Certain statements contained herein may constitute forward-looking statements and are made pursuant to the “safe harbour” provisions of the United States Private Securities Litigation Reform Act of 1995. Such forward-looking statements are subject to known and unknown risks, uncertainties and other factors which may cause the actual results, performance or achievements of Fairfax to be materially different from any future results, performance or achievements expressed or implied by such forward-looking statements.
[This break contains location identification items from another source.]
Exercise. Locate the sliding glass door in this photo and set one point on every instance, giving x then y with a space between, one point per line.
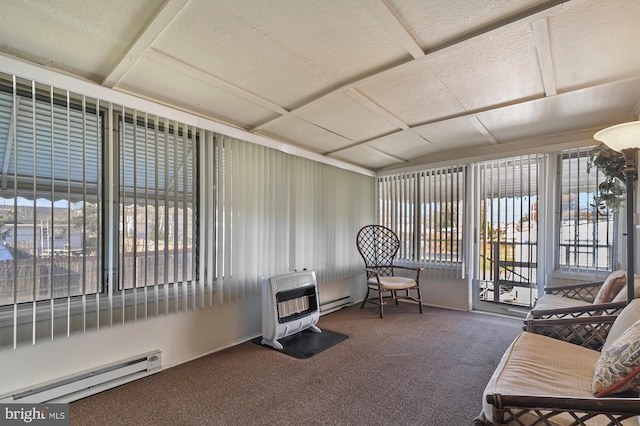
506 205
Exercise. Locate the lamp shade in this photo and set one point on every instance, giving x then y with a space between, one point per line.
620 136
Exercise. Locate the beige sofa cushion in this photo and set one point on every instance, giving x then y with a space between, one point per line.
542 366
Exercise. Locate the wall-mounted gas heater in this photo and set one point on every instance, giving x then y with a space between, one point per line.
290 304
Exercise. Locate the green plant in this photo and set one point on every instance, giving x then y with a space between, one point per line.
611 191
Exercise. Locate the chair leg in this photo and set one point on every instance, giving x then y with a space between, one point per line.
366 297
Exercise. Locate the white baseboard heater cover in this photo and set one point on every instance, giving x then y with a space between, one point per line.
89 382
290 304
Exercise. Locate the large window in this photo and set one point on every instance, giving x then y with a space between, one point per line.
426 211
50 193
97 204
586 232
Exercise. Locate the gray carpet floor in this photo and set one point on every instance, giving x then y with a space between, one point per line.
404 369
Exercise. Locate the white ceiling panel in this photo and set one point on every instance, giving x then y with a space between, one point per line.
594 107
365 155
342 115
451 134
497 69
413 93
191 94
405 145
287 64
593 44
317 31
80 37
440 21
292 128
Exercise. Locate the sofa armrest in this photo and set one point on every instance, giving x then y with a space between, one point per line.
578 311
583 291
545 408
588 331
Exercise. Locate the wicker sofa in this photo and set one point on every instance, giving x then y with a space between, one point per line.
543 380
584 299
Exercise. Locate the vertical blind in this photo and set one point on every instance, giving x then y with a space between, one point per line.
426 210
278 213
109 214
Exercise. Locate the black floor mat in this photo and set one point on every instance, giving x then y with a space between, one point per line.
306 343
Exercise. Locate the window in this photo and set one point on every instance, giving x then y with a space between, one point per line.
97 202
586 234
156 224
507 210
425 209
50 193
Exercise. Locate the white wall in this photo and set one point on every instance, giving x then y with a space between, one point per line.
181 337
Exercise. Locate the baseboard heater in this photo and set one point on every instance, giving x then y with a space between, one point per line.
290 304
334 305
89 382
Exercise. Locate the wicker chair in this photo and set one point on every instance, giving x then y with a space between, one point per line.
547 381
378 246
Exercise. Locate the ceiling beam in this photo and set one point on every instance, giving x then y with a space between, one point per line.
475 121
212 80
545 59
471 116
526 17
154 28
372 106
393 23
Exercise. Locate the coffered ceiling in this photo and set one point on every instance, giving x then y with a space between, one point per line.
382 84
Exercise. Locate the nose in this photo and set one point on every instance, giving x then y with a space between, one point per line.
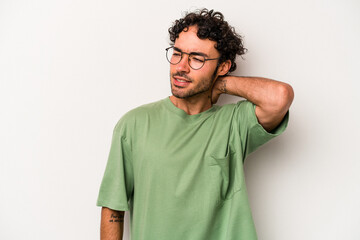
183 65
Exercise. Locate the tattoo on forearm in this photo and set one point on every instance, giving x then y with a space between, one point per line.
119 217
223 86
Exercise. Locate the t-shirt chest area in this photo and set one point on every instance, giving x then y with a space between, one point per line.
179 143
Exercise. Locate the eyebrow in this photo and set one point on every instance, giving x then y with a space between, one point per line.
193 53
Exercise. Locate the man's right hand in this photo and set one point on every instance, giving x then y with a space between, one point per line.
112 224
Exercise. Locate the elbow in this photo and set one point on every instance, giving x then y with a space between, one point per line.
285 97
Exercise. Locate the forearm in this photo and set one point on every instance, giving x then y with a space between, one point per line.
112 224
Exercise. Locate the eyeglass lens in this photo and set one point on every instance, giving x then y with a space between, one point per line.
174 57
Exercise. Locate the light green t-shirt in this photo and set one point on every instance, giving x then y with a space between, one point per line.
181 176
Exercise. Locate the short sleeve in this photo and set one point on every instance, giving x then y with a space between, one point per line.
117 184
252 134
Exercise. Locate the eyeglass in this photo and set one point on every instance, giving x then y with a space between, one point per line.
196 60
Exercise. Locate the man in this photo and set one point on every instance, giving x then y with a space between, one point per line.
177 164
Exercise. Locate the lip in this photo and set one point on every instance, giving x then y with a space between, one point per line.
181 84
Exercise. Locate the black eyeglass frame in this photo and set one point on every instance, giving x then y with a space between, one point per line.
205 59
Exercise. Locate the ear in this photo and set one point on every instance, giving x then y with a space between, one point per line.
224 68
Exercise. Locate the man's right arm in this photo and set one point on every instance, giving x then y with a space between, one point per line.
112 224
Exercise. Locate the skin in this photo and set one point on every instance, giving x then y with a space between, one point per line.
272 98
201 90
195 96
112 224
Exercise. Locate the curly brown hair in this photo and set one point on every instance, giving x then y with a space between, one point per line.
211 25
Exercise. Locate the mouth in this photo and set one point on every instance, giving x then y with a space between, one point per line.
181 81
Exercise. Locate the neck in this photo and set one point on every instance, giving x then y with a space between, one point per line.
193 105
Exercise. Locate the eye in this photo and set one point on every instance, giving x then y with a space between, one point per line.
197 59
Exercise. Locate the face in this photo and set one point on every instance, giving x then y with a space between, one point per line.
185 81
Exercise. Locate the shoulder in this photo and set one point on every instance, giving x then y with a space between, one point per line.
243 107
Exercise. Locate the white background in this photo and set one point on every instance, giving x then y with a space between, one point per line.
70 69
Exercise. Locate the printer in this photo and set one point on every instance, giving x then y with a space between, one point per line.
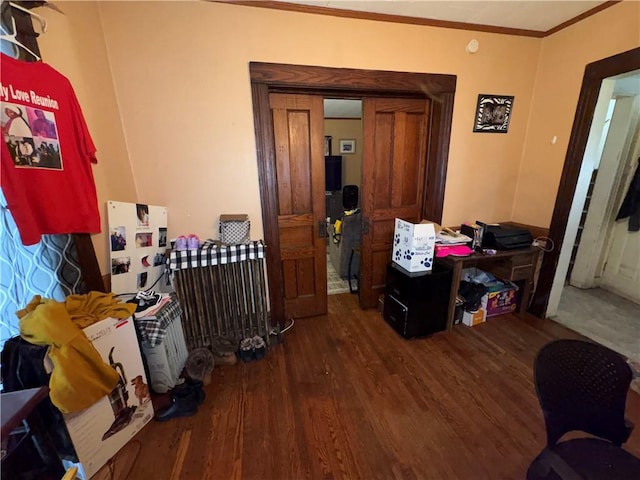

Such factors include, but are not limited to: the failure to successfully complete the Offers; a reduction in net earnings if our loss reserves are insufficient; underwriting losses on the risks we insure that are higher or lower than expected; the occurrence of catastrophic events with a frequency or severity exceeding our estimates; changes in market variables, including interest rates, foreign exchange rates, equity prices and credit spreads, which could negatively affect our investment portfolio; the cycles of the insurance market and general economic conditions, which can substantially influence our and our competitors’ premium rates and capacity to write new business; insufficient reserves for asbestos, environmental and other latent claims; exposure to credit risk in the event our reinsurers fail to make payments to us under our reinsurance arrangements; exposure to credit risk in the event our insureds, insurance producers or reinsurance intermediaries fail to remit premiums that are owed to us or failure by our insureds to reimburse us for deductibles that are paid by us on their behalf; the timing of claims payments being sooner or the receipt of reinsurance recoverables being later than anticipated by us; the inability of our subsidiaries to maintain financial or claims paying ability ratings; risks associated with implementing our business strategies; risks associated with our use of derivative instruments; the failure of our hedging methods to achieve their desired risk management objective; a decrease in the level of demand for insurance or reinsurance products, or increased competition in the insurance industry; the impact of emerging claim and coverage issues; the failure of any of the loss limitation methods we employ;
our inability to access cash of our subsidiaries; our inability to obtain required levels of capital on favourable terms, if at all; the loss of key employees; our inability to obtain reinsurance coverage in sufficient amounts, at reasonable prices or on terms that adequately protect us; the passage of legislation subjecting our businesses to additional supervision or regulation, including additional tax regulation, in the United States, Canada or other jurisdictions in which we operate; risks associated with government investigations of, and litigation and negative publicity related to, insurance industry practice or any other conduct; risks associated with political and other developments in foreign jurisdictions in which we operate; risks associated with legal or regulatory proceedings; failures or security breaches of our computer and data processing systems; the influence exercisable by our significant shareholder; adverse fluctuations in foreign currency exchange rates; our dependence on independent brokers over whom we exercise little control; an impairment in the carrying value of our goodwill and indefinite-lived intangible assets; our failure to realize deferred income tax assets; technological or other change which adversely impacts demand, or the premiums payable, for the insurance coverages we offer; and assessments and shared market mechanisms which may adversely affect our U.S. insurance subsidiaries. Additional risks and uncertainties are described in our most recently issued Annual Report which is available at www.fairfax.ca and in our Supplemental and Base Shelf Prospectus (under “Risk Factors”) filed with the securities regulatory authorities in Canada, which is available on SEDAR at www.sedar.com. Fairfax disclaims any intention or obligation to update or revise any forward-looking statements.